Lo segundo que ellos pueden decir o escribir es:
Estoy haciéndolo lo mejor que puedo.”
Esto significa:
Estoy practicando no decir nada, no hacer nada con ira, porque sé que si lo hiciera crearía más sufrimiento. Entonces estoy abrazando mi ira, estoy mirando profundamente en la naturaleza de mi ira.”

Decís a la otra persona que estáis practicando coger vuestra ira, comprender vuestra ira, para descubrir si esa ira procede de vuestro propio error, vuestra percepción errónea, vuestra carencia de plena conciencia y vuestra carencia de sabiduría.

Y lo tercero que debéis decirle a él o a ella es:
Necesito tu ayuda.”
Habitualmente, cuando estamos enojados con alguien queremos hacerle oposición.
Queremos decir:
“No te necesito. Puedo sobrevivir por mí mismo solo.”
“Necesito tu ayuda” significa: “Necesito tu práctica, necesito tu mirada profunda, necesito que me ayudes a superar esta ira porque sufro.”
Y si sufres, no hay forma de que puedas ser feliz, porque la felicidad no es una cuestión individual. Si la otra persona sufre no hay forma de que tú puedas ser verdaderamente feliz solo. Entonces, ayudando a la otra persona a sufrir menos, a sonreír, tú también serás feliz.

El Buda dijo: “Esto es así porque aquello es así. Esto es porque aquello es.”

Las tres frases yo propongo sean el lenguaje del verdadero amor. Esto inspirará a la otra persona a practicar, a mirar profundamente, y juntos conseguiréis el entendimiento y la reconciliación.

Propongo a mis amigos escribir esas frases en un trozo de papel y deslizarlo en su cartera. Cada vez que se enfaden con su pareja, o su hijo, o su hija, pueden practicar la respiración consciente, cogerlo y leerlo. Será una campana de la plena conciencia diciéndoles qué hacer o no hacer. Son las tres frases: “Sufro y quiero que lo sepas.” “Estoy haciéndolo lo mejor que puedo.” “Por favor, ayúdame.”

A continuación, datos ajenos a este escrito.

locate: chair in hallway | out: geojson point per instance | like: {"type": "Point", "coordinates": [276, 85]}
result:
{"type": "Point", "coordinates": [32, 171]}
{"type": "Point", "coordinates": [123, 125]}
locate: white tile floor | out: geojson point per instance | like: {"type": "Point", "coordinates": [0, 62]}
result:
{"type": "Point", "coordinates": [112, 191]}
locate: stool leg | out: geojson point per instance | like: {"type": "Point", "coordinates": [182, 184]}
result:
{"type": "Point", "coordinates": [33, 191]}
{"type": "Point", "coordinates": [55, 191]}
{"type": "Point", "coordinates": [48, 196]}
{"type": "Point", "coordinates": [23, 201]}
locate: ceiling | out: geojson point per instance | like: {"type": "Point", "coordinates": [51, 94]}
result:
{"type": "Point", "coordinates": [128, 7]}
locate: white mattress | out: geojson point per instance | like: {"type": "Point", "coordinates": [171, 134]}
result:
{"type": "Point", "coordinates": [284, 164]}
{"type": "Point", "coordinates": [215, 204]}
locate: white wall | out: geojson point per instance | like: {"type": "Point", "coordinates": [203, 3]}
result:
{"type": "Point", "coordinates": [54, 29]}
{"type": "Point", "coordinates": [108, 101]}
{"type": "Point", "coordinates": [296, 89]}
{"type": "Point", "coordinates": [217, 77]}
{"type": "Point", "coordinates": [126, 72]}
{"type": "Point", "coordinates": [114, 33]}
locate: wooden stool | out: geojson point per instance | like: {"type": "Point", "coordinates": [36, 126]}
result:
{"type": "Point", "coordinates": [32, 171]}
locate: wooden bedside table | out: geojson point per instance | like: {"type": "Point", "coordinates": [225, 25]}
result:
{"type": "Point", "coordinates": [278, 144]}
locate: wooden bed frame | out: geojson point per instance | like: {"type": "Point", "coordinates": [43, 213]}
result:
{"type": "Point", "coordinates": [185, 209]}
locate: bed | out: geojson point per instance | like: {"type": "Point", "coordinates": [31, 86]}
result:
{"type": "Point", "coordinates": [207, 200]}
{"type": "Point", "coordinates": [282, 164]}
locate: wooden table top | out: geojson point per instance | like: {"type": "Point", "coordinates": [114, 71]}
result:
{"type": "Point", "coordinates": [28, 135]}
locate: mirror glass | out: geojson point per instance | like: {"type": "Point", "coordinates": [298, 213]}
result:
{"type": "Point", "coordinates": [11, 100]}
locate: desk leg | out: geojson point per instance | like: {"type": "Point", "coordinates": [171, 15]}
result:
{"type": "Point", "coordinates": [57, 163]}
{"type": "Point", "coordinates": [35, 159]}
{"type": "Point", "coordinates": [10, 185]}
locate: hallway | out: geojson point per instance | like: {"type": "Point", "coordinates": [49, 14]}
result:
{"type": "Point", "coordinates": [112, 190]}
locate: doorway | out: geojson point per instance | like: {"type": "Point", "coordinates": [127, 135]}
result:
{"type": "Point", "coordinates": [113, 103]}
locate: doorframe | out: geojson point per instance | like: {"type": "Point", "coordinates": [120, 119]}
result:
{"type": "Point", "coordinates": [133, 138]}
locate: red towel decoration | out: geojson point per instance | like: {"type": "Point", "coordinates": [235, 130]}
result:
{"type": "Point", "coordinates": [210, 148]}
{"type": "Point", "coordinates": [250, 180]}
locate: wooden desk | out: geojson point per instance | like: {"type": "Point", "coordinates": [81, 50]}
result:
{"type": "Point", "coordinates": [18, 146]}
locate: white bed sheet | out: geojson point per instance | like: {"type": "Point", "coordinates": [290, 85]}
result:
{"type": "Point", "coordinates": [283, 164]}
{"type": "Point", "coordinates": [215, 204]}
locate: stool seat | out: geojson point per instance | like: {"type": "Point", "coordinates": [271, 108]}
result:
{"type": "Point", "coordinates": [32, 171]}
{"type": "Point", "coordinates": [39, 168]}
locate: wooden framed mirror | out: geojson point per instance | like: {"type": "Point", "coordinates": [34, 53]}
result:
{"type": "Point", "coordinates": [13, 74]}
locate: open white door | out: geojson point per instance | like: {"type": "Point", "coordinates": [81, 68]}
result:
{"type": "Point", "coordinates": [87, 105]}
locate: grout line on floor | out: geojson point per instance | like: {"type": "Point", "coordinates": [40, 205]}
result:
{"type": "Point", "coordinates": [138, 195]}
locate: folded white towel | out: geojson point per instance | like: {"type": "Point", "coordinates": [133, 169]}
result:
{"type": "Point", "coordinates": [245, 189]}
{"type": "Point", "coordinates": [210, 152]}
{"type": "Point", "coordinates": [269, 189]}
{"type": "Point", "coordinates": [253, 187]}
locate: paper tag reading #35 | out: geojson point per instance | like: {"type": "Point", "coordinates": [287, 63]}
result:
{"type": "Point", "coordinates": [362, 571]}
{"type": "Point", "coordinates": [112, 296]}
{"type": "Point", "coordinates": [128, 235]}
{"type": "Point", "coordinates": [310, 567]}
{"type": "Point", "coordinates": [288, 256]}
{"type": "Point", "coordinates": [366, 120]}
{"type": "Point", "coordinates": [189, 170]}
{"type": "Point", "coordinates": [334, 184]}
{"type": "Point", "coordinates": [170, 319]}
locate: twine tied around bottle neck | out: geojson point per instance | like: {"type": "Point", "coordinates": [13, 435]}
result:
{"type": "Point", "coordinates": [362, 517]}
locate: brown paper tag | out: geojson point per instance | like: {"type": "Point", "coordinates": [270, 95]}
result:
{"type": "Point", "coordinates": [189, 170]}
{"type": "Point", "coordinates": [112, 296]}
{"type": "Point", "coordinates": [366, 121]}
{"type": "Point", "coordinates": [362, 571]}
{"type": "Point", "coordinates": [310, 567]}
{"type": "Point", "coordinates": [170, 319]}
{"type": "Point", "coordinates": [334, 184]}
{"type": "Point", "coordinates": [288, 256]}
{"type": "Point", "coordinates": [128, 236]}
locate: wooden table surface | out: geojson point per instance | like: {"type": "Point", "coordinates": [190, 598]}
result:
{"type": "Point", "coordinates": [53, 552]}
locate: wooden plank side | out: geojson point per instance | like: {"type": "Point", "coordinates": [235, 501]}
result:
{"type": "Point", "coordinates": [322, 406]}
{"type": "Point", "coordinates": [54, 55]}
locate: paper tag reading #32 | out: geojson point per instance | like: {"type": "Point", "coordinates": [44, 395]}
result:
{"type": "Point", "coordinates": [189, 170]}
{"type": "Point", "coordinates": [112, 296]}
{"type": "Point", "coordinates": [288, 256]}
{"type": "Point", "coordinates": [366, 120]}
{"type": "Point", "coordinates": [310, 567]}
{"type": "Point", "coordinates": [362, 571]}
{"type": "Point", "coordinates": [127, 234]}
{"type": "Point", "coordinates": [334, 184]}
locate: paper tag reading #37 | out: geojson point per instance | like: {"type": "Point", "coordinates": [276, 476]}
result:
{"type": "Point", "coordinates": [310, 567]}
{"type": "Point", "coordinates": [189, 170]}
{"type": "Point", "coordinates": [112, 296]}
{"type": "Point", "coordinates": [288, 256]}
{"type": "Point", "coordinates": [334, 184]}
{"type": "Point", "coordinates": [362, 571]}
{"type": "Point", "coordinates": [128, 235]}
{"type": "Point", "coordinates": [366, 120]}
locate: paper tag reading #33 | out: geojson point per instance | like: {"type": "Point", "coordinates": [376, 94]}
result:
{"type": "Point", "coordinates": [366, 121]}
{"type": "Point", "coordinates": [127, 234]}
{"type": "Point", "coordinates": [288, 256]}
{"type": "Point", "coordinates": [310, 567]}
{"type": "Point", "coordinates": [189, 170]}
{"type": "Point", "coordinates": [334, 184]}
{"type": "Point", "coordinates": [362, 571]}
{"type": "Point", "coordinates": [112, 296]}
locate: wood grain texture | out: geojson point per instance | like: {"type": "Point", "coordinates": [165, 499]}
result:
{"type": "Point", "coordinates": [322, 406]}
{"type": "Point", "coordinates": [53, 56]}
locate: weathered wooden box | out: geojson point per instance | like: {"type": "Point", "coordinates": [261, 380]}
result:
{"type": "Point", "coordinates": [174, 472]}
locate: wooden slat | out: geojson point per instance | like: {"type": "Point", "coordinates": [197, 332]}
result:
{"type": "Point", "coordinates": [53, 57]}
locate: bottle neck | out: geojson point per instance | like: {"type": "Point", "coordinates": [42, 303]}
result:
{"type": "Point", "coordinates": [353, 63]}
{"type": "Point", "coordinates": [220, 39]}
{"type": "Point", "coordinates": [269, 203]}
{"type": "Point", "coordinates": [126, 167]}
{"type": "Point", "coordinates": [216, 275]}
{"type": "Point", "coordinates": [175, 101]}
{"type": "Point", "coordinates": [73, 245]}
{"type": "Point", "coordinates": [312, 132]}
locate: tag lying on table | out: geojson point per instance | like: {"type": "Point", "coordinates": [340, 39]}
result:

Todas las cosas necesitan alimento para estar vivas y crecer, incluso nuestro amor o nuestro odio. El amor es una cosa viva, el odio es una cosa viva.
Si no alimentamos nuestro amor, morirá. Si cortáis la fuente que alimenta vuestra violencia, vuestra violencia morirá también. He ahí porqué el camino enseñado por el Buda, es el de la paz y el consumo consciente.